The Washington Post today looks somewhat skeptically at President-elect Obama's plans to "reverse years-long trends, including pork barrel spending by Congress, the tendency of government employees to leave to work for government contractors and a sharp rise in the use of no-bid contracts."
Obama "also wants to make federal buying systems more efficient," the Post writes, with the Pentagon an obvious target.
Contracting specialists, former federal procurement officials and trade group representatives said that to fulfill those promises, the Obama administration will have to summon the will to effect a huge cultural change inside the government to take procurement more seriously.
Government acquisitions programs have long been plagued by delays and cost increases, but experts say the problems have worsened in recent years as the size of the federal workforce has barely grown even as the amount of spending on services, technology and other goods more than doubled.

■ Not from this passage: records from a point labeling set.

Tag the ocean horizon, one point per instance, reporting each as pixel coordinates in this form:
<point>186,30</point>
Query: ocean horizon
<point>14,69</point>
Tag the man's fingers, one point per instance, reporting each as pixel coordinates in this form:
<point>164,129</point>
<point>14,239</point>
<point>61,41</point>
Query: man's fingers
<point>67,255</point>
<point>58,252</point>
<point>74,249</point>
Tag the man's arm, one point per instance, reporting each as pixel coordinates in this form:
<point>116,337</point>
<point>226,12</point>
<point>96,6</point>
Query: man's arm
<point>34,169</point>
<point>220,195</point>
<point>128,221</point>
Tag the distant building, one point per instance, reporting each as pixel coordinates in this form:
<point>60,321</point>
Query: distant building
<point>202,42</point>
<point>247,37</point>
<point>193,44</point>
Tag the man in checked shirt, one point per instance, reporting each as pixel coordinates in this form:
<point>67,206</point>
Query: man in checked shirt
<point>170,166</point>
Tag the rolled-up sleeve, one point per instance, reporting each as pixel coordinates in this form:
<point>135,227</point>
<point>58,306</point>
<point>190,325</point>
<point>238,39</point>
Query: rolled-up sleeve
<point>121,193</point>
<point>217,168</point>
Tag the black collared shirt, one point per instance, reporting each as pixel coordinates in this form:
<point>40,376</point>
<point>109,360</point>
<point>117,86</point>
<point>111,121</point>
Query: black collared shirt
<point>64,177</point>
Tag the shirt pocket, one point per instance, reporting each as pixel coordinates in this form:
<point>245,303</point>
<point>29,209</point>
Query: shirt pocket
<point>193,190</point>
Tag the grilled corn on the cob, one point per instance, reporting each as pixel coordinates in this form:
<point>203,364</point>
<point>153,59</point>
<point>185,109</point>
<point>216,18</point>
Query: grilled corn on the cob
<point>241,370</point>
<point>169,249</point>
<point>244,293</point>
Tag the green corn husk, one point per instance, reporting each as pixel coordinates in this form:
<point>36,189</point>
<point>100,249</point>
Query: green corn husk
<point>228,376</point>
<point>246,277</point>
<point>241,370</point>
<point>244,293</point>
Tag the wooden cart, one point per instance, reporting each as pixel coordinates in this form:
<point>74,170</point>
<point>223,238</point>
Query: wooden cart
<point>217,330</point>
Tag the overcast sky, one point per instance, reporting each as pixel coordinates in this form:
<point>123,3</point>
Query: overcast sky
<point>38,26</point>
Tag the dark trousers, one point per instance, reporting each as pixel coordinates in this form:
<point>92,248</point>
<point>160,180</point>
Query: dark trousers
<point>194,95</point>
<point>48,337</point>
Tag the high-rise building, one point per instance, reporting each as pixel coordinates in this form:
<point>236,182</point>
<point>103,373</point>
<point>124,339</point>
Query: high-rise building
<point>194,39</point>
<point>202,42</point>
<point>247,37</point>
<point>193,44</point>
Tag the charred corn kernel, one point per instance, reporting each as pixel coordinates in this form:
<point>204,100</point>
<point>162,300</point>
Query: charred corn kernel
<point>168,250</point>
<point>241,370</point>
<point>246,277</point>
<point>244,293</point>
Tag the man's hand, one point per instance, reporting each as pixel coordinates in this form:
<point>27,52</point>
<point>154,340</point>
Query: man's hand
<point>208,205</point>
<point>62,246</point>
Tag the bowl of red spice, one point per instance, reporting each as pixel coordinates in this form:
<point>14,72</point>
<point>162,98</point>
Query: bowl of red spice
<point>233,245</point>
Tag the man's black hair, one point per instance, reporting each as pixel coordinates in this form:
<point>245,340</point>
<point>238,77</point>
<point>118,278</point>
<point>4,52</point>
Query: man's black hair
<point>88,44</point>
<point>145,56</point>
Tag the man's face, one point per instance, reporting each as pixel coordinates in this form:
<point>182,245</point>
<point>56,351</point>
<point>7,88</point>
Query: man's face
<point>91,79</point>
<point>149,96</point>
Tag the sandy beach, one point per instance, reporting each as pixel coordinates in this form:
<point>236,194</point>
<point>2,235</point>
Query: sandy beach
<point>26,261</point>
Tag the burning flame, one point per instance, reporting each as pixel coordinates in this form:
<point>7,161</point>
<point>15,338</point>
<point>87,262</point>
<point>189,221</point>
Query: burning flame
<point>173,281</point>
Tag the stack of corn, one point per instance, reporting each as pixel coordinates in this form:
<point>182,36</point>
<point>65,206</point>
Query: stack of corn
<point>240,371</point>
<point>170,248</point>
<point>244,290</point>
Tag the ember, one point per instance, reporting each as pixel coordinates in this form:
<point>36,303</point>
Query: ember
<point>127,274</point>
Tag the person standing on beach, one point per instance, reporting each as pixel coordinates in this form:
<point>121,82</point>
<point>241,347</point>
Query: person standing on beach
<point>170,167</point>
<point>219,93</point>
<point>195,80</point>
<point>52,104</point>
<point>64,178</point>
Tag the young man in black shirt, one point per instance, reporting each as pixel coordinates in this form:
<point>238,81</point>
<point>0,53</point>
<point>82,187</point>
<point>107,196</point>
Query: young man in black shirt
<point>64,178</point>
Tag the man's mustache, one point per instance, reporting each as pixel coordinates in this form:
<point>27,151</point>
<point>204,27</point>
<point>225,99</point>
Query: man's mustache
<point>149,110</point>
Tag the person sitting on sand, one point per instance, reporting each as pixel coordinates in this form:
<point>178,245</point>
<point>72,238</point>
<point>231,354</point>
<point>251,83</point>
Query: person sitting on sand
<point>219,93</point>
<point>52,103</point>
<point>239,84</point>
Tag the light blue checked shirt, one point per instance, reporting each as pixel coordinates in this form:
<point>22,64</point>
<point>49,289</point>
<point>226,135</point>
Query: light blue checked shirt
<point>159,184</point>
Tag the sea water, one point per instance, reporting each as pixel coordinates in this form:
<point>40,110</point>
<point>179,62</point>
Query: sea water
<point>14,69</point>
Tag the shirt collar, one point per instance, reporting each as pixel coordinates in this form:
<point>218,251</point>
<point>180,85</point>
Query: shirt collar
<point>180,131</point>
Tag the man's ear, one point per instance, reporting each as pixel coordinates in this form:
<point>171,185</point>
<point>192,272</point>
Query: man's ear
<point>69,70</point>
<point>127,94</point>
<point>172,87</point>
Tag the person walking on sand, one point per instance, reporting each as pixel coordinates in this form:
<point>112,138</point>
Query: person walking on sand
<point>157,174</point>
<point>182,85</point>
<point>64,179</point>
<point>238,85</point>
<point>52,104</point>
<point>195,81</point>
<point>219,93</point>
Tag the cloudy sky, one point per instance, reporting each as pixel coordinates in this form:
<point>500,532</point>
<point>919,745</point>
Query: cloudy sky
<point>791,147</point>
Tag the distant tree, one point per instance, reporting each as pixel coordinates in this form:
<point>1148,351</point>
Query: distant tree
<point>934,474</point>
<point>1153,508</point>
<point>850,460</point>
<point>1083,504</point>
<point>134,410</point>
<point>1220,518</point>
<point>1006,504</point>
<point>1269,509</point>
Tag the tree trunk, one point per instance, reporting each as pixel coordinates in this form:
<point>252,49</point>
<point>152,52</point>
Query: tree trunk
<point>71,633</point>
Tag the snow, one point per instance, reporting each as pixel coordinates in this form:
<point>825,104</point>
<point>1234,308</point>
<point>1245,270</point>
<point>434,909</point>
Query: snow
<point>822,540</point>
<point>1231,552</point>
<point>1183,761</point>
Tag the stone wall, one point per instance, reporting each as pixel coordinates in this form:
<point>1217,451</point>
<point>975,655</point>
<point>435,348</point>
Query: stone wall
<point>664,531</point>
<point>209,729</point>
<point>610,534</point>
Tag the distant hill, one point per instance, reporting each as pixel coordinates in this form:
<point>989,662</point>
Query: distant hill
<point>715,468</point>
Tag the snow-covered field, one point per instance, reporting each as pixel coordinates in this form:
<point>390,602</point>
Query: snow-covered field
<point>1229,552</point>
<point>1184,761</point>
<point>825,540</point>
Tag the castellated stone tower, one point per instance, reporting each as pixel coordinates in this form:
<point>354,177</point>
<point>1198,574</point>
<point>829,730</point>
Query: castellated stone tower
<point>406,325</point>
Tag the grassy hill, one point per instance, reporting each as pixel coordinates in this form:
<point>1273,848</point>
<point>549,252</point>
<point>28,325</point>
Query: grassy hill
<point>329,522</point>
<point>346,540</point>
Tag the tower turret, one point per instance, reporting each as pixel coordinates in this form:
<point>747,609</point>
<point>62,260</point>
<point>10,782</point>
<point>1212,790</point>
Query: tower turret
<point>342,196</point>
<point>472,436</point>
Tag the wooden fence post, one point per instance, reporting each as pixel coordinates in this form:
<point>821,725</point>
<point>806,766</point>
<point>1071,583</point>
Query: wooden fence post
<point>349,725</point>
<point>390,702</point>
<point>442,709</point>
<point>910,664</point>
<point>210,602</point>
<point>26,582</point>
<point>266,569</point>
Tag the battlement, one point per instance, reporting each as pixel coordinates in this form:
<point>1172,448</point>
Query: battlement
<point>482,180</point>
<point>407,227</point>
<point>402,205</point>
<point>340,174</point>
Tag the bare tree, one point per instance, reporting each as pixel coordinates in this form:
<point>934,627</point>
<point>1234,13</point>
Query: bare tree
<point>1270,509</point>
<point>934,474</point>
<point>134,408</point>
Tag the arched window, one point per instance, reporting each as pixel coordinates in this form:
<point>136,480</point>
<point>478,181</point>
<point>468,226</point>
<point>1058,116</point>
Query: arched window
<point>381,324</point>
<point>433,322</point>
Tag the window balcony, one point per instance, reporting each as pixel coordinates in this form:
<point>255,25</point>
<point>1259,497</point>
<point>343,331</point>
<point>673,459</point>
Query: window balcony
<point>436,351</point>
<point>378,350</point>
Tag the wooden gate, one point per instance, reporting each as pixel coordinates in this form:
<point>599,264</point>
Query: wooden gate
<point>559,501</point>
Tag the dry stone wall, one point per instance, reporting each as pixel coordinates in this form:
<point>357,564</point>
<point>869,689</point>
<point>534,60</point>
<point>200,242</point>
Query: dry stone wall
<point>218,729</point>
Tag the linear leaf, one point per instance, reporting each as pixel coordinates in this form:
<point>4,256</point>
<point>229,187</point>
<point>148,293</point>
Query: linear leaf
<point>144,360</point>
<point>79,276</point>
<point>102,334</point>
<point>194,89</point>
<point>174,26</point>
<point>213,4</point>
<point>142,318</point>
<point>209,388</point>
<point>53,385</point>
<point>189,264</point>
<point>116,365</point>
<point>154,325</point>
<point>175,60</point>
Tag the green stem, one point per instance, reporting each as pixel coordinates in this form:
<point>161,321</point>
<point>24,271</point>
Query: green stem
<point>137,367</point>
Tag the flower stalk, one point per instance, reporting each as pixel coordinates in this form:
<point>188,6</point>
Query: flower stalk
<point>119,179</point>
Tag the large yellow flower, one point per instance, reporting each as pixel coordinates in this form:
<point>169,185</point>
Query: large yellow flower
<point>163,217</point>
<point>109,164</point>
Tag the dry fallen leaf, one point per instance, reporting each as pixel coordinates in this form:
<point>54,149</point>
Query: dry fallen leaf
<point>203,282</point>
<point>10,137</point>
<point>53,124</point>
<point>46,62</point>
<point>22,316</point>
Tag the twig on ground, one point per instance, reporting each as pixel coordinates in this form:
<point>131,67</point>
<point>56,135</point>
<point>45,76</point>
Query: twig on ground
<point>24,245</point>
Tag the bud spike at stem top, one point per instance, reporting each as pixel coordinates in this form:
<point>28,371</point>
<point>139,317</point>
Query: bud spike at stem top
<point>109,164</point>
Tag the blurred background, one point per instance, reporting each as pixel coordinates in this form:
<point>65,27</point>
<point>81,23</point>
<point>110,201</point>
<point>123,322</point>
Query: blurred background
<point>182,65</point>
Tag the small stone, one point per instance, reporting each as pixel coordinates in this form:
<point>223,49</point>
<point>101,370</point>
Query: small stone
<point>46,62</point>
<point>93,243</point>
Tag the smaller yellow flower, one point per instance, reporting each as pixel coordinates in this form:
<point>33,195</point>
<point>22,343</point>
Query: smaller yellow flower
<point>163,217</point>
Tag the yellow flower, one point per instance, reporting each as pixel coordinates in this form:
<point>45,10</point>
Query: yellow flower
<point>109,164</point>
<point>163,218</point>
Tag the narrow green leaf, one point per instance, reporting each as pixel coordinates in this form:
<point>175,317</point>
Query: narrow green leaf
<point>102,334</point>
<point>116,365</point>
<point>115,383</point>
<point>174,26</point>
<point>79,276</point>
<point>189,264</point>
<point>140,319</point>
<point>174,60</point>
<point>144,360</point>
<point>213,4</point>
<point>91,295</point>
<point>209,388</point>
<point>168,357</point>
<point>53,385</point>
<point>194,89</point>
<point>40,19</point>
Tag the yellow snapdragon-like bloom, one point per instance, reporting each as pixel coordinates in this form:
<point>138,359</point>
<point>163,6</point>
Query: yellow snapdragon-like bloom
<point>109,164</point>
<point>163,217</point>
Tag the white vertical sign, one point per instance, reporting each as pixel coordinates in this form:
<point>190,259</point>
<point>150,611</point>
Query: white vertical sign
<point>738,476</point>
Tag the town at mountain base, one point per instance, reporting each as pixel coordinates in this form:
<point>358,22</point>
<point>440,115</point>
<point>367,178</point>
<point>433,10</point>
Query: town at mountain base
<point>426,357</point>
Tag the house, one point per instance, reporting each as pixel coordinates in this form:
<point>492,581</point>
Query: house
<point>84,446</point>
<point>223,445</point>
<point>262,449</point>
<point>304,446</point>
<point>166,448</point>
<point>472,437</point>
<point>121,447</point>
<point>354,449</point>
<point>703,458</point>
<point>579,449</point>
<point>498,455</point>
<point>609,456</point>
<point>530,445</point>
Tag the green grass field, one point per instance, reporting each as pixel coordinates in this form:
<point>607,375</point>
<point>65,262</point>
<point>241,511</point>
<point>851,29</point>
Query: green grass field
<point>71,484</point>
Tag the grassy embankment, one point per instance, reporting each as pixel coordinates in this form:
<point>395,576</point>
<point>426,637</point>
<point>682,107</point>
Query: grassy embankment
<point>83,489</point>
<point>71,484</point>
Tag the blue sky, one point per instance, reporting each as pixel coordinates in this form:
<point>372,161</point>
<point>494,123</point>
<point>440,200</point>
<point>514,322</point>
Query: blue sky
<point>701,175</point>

The Clinton administration cut the number of procurement workers as part of an effort to trim red tape, and the Bush administration accelerated the trend with a philosophical commitment to outsourcing and small government.
An annual Government Accountability Office assessment of Defense Department weapons programs helps illustrate some of the problems. Planned commitments on systems rose from $790 billion in 2000 to $1.6 trillion in fiscal 2007, the report found. At the same time, the amount that programs exceeded cost estimates soared from $42 billion in 2000 to $295 billion last year. Average delays of the programs examined by the GAO increased from 16 months to 21 months.
"They're inheriting an almost broken procurement system" said Charles Tiefer, a contracting law professor at the University of Baltimore Law School. "During the last eight years, a lot of the critical oversight machinery was undercut or neglected."